The House of Umoja is credited with ending what was known as territorial gang warfare in Philadelphia in the 1970s. For this ten year effort they have been recognized by three presidents Carter, Reagan and Clinton. After gang wars had died out over 3000 boys
went through the House of Umoja which was also IGIOWII as Boys TOWII. Throughout the years of working with young people and problem-solving social and community problems much wisdom was acquired for helping in these efforts. The House of Umoja
continues to run programs such as the million fathers' march where fathers walk their children to school, green education programs and much more. Right now the House of Umoja is trying to rebuild their houses and create a learning center and institute. We will help fund specific projects. They are now waiting for a matching state grant.
One Step Away is Philadelphia’s street newspaper, produced and distributed by people experiencing homelessness. Founded by Resources for Human Development in 2009, One Step Away provides meaningful income and a voice of advocacy for people working to break the cycle of homelessness. One Step Away works with an average of 75 individuals each month – 75 percent report that One Step Away is their only source of income, and 82 percent of One Step Away vendors were able to attain or maintain housing with the income earned by working at the program. In 2010, former light heavyweight Matthew Saad Muhammad began working with One Step Away as spokesperson and host of One Step Away’s annual fundraiser, Knock Out Homelessness. With Matthew’s help, that event raised enough money each year to help One Step Away sustain and expand operations, offering opportunities for personal growth and meaningful income to more people working to break the cycle of homelessness.
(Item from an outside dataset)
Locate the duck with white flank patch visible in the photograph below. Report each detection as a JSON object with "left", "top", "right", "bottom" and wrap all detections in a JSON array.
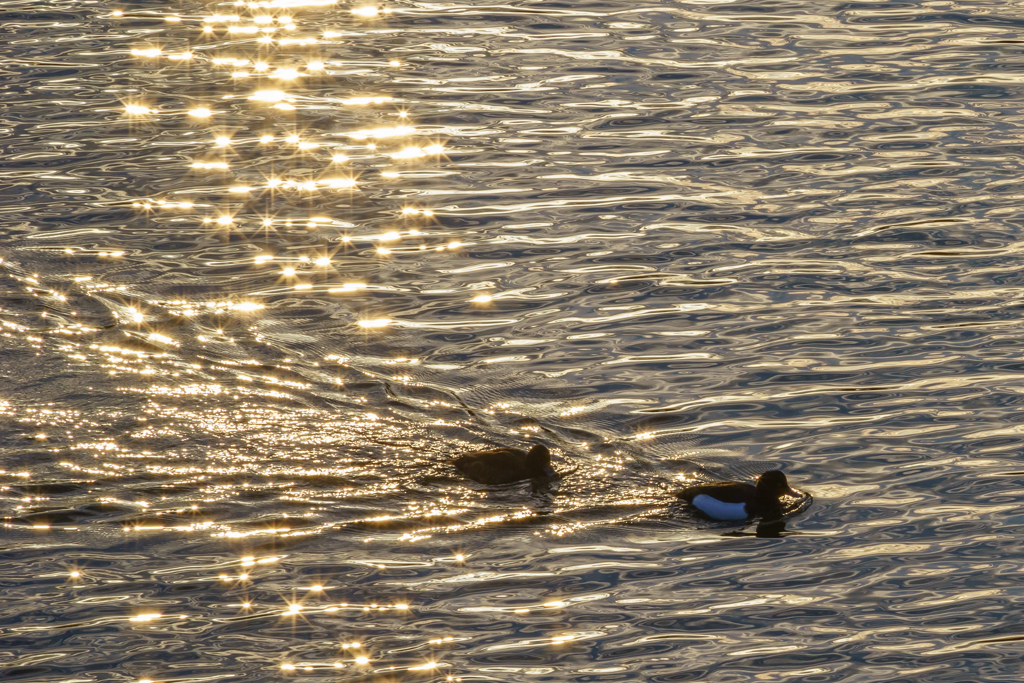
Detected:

The Veterans Group operates two homes in the University City section of Philadelphia, PA. Their homes provide shelter for up to 41 men, providing them with a roof over their head, warm meals, and a variety of programs and services. The Veteran’s Group mission is to empower Veterans in need to achieve success in civilian society. They accomplish this by developing individualized plans for each resident while providing a family-like community of support and care. What the group calls its 360˚ model is carefully crafted to position veterans for sustained success. The group offers everything, from fulfillment of basic needs to assistance in obtaining higher education and employment, all in one place
The Veteran’s Group
3209 Baring Street
Philadelphia PA. 19104.
The National Federation of Black Veterans Network was started by a veteran in 2008. The group is open to all veterans whatever color. Veterans are invited to monthly meetings. They get help with reconnecting to their community. They are given counselling with problems they maybe facing and benefits they may be entitled to. The organization provides health fares and is a dependable resource to veterans who need their services. Services the group cannot provide they have partners who they refer veterans to. The National Federation of Black Veterans Network America www.nfbvn.net
Veterans in Public Service was established by Vietnam Vets in 1968. For much of that time they were based at Temple University. They have assisted Veterans in helping them get the benefits they deserve helping with groups and training and assisting veterans in obtaining teacher degrees. Since 1968 Veterans in Public Service has assisted over 5000 veterans and 150 veterans have become successful teachers and principals after coming into contact with the program. Veterans who have been serviced by these graduates have also become professionals themselves, achieving doctorate and related degrees, community leaders, community role models, ministers, lawyers, and a host of other professionals. Graduates from this organization remain committed to assisting veterans by establishing a veterans’ fraternity on Temple’s campus to assist veterans currently enrolled at Temple University.